Associação Brasileira de Tecnologia
para Construção e Mineração

Modelo de negócios baseado na economia circular precisa ser estimulado por países, empresas e sociedade

O modelo de negócios baseado na economia linear (extrair, produzir e descartar) não se sustenta mais, uma vez que vem gerando graves problemas ambientais em todo o planeta. É necessário buscar uma transformação, no qual haja o equilíbrio do negócio, do meio ambiente e da sociedade, pois esses três fatores se inter-relacionam e são interdependentes.

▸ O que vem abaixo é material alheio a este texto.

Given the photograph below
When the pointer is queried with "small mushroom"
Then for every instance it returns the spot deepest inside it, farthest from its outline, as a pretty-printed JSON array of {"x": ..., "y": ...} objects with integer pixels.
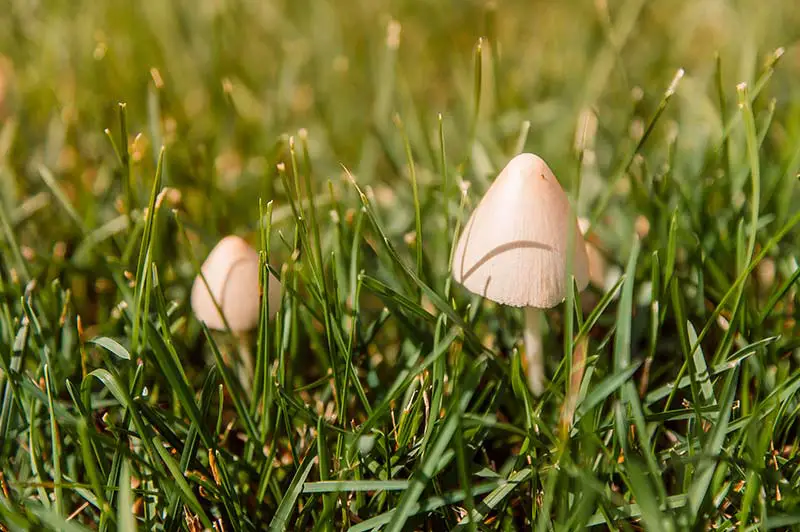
[
  {"x": 514, "y": 249},
  {"x": 231, "y": 273}
]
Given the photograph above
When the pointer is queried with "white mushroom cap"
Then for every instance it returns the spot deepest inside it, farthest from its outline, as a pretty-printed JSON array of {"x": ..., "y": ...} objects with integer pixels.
[
  {"x": 514, "y": 248},
  {"x": 231, "y": 270}
]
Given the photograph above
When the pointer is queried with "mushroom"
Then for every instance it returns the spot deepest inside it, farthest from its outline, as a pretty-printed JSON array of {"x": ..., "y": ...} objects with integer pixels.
[
  {"x": 514, "y": 249},
  {"x": 232, "y": 282}
]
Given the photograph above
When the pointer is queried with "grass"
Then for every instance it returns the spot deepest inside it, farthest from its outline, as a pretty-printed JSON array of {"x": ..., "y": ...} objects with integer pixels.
[{"x": 348, "y": 141}]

“Se não houve a migração para a economia circular, as organizações terão grande dificuldade de permanecerem no mercado”, disse o Regional Environment Health Safety Manager (EHS) - South America da CNH Industrial, Fabio Belasco, durante o BW Talks Resíduos Sólidos: Sem Futuro, promovido no dia 9 de dezembro. Isso porque haverá um aumento na demanda do consumo nas próximas décadas, devido ao crescimento populacional e o aumento de famílias na classe média. “Da onde virão os materiais e os recursos para suprir essas necessidades? Por isso, grandes organizações estão se mobilizando e colocando em prática planos e iniciativas para avançar nos temas sustentabilidade e circularidade”, acrescentou.

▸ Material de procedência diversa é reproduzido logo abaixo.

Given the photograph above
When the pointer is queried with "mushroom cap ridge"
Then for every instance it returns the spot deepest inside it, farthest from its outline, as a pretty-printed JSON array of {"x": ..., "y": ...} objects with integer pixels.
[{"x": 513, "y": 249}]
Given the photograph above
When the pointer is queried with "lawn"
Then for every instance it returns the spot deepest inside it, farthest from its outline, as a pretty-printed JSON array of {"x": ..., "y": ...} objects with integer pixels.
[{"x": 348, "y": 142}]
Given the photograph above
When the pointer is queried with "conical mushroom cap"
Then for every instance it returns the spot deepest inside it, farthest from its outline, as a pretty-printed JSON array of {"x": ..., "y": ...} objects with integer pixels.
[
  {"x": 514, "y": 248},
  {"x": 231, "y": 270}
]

Nesse sentido, ele citou a criação de um grupo de trabalho de economia circular no âmbito da Federação das Indústrias de Minas Gerais (FIEMG), que possibilitou um intercâmbio de conhecimento dessa prática em outras áreas de negócios. “Economia circular não se faz somente da porta para dentro, é preciso ter abertura e convidar outras empresas para fazerem parte dessa cadeia, pois o que é resíduo para minha empresa, pode ser matéria-prima para outra companhia. É nessa conexão entre partes interessadas é que se cria um movimento de reaproveitamento dos materiais”.

Para exemplificar como essa parceria entre empresas pode ser benéfica, Belasco falou sobre uma iniciativa da CHN Industrial para coletar e entregar isopores – material de difícil reciclagem – para uma empresa que retorna com um novo produto para ser reutilizado pela multinacional. A seu ver, esse exercício contínuo de olhar com viés de sustentabilidade permite encontrar oportunidades.

Durante o evento online do Movimento BW, iniciativa da Associação Brasileira de Tecnologia para Construção e Mineração (Sobratema), ele comentou ainda sobre a importância de inserir sua cadeia de fornecedores nesse processo. Para isso, a CNH Industrial criou um programa para que esses parceiros apresentassem projetos voltados para redução de impacto ambiental, nas áreas de resíduos, energia e água, incentivando a troca de informações e a implementação desses projetos.

Um ponto trazido por Belasco foi a importância do planejamento para que as obras tenham menor impacto ambiental, diminuindo, sobretudo, o desperdício de materiais e aumentando o potencial de reciclagem. A seu ver, as novas tecnologias e os sistemas construtivos industrializados podem ajudar nesse processo; assim como a servitização, no qual a empresa fornece uma solução para um serviço específico.

Por fim, ele falou sobre o desenvolvimento de produtos mais sustentáveis, especialmente, quanto à eficiência energética, que contribui para a redução de emissões de gases de efeito estufa; as tendências de eletrificação no setor e o uso de combustíveis não fósseis.

O BW Talks Resíduos Sólidos: Sem Futuro está disponível no site oficial do Movimento BW.